SINGAPORE — In a pilot programme, 12 religious organisations here will be allowed to accommodate up to 100 people at a time for congregational and other worship services from Friday (Aug 7) onwards, up from the current limit of a maximum of 50 people.

Covid-19: 12 places of worship to be allowed up to 100 people at services from Aug 7, up from limit of 50

A view of St Andrew's Cathedral. The church is one of 12 religious organisations here that will be allowed to accommodate up to 100 people at a time for congregational and other worship services from Aug 7, 2020 onwards.

SINGAPORE — In a pilot programme, 12 religious organisations here will be allowed to accommodate up to 100 people at a time for congregational and other worship services from Friday (Aug 7) onwards, up from the current limit of a maximum of 50 people.

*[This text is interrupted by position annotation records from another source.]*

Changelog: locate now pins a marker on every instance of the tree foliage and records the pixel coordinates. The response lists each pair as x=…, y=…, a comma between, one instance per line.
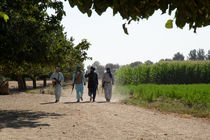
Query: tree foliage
x=194, y=13
x=32, y=42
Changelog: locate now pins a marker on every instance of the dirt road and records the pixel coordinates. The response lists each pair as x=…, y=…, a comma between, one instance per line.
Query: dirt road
x=37, y=117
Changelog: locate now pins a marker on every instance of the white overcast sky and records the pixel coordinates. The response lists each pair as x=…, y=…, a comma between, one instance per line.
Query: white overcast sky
x=147, y=40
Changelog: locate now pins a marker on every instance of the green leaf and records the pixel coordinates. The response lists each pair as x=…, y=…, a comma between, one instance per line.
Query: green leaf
x=5, y=16
x=169, y=24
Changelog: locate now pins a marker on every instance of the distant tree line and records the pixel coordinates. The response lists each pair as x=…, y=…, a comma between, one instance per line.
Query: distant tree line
x=33, y=42
x=100, y=69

In a media release on Monday, the Ministry of Culture, Community and Youth (MCCY) said that it has consulted with the various religious leaders — who are also members of the National Steering Committee on Racial and Religious Harmony — to identify the religious organisations for the pilot.

They are:

  • Assyafaah Mosque, Mujahidin Mosque, Al-Istighfar Mosque and Al-Iman Mosque for Friday prayers

  • Sri Mariamman Temple on Fridays and Sri Srinivasa Perumal Temple on Saturdays

  • St Andrew’s Cathedral, Jurong Christian Church, Amazing Grace Presbyterian Church and Sengkang Methodist Church on weekends

  • Kong Meng San Phor Kark See Monastery on weekends

  • Central Sikh Temple on weekends

MCCY said that the sites were chosen because they had already safely conducted congregational and other worship services for up to 50 people under the guidelines during this second phase of Singapore’s reopening after the circuit breaker to contain the spread of Covid-19.

As part of the pilot, there will be an implementation of two zones of up to 50 people each for nine of the 12 religious organisations, the ministry said. The exceptions are: The two Hindu temples and the Buddhist temple.

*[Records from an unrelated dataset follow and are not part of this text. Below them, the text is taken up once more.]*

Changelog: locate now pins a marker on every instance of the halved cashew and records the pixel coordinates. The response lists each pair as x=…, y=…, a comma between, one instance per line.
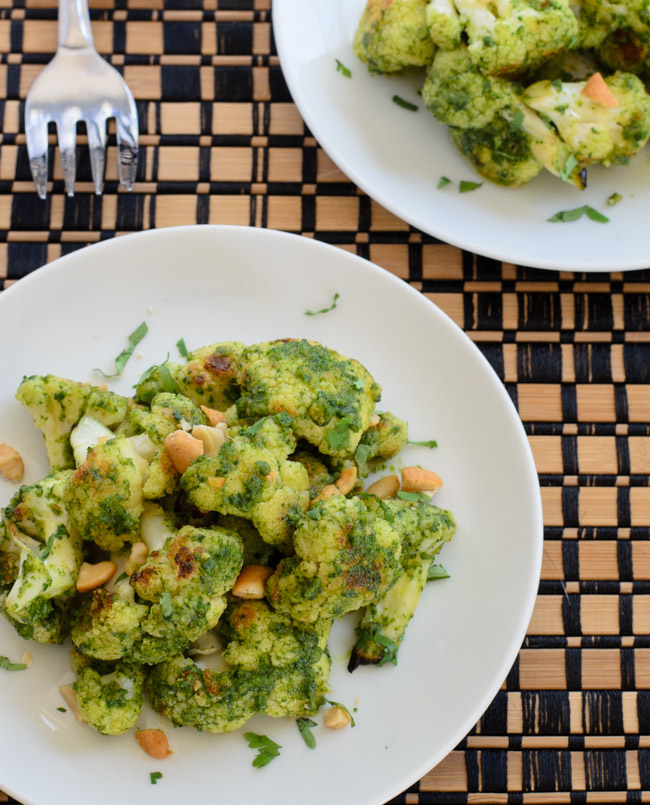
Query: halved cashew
x=212, y=438
x=182, y=449
x=336, y=718
x=346, y=480
x=11, y=464
x=137, y=557
x=93, y=576
x=154, y=743
x=326, y=493
x=252, y=581
x=214, y=416
x=386, y=487
x=415, y=479
x=70, y=698
x=596, y=89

In worship settings where religious services are structured or seated, these zones will help to minimise interactions among the worshippers.

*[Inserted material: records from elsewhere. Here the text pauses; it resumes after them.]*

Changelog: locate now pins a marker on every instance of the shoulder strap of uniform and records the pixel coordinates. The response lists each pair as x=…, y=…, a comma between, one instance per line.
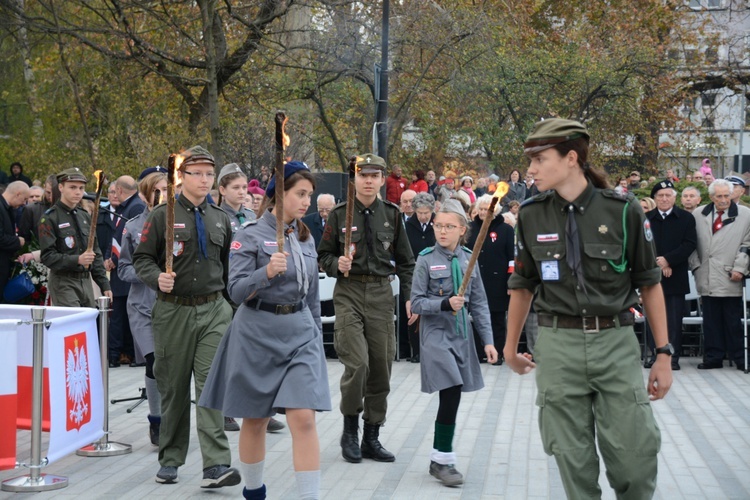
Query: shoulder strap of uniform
x=537, y=198
x=611, y=193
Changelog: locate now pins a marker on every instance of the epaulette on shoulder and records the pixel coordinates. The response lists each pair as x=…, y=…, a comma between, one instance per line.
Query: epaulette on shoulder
x=537, y=198
x=611, y=193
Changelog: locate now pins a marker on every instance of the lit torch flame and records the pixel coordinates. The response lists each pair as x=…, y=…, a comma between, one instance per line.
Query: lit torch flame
x=501, y=189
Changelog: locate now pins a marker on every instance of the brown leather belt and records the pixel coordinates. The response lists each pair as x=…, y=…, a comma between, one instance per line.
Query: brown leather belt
x=366, y=278
x=589, y=324
x=74, y=274
x=275, y=308
x=198, y=300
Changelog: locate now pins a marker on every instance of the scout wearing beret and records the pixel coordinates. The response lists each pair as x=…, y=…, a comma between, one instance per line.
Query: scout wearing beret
x=364, y=335
x=584, y=250
x=189, y=317
x=63, y=237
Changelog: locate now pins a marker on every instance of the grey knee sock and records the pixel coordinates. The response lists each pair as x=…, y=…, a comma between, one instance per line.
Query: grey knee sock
x=154, y=398
x=308, y=484
x=252, y=474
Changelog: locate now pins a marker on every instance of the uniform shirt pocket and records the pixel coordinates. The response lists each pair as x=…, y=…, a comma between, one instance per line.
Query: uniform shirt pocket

MCCY said that each zone has to be separated by a physical partition or barrier, and that worshippers must maintain a 1m safe distance from one another at all times.

“To avoid interaction between worshippers across zones, there should also be separate entrances and exits or staggered entry and exit timings for each zone,” the ministry said.

It added that for the Buddhist, Taoist and Hindu temples, the safe management measures in place include ensuring that no crowding or bunching occur at the common areas or the prayer halls.

No singing or other live performances will be permitted during the services, because singing is considered “a higher risk activity as it could potentially release a larger amount of droplets”, MCCY said.

There will also be no mingling between groups. Worshippers must take along their own prayer books and other material rather than share common items.

MCCY said that the religious organisations must submit their updated safe management plans to the ministry at least three days before starting the pilot.

The ministry will then assess how well the participating organisations implement the required safe management measures to provide a safe environment for their worshippers before deciding on whether to increase the limit on the number of worshippers for other religious organisations.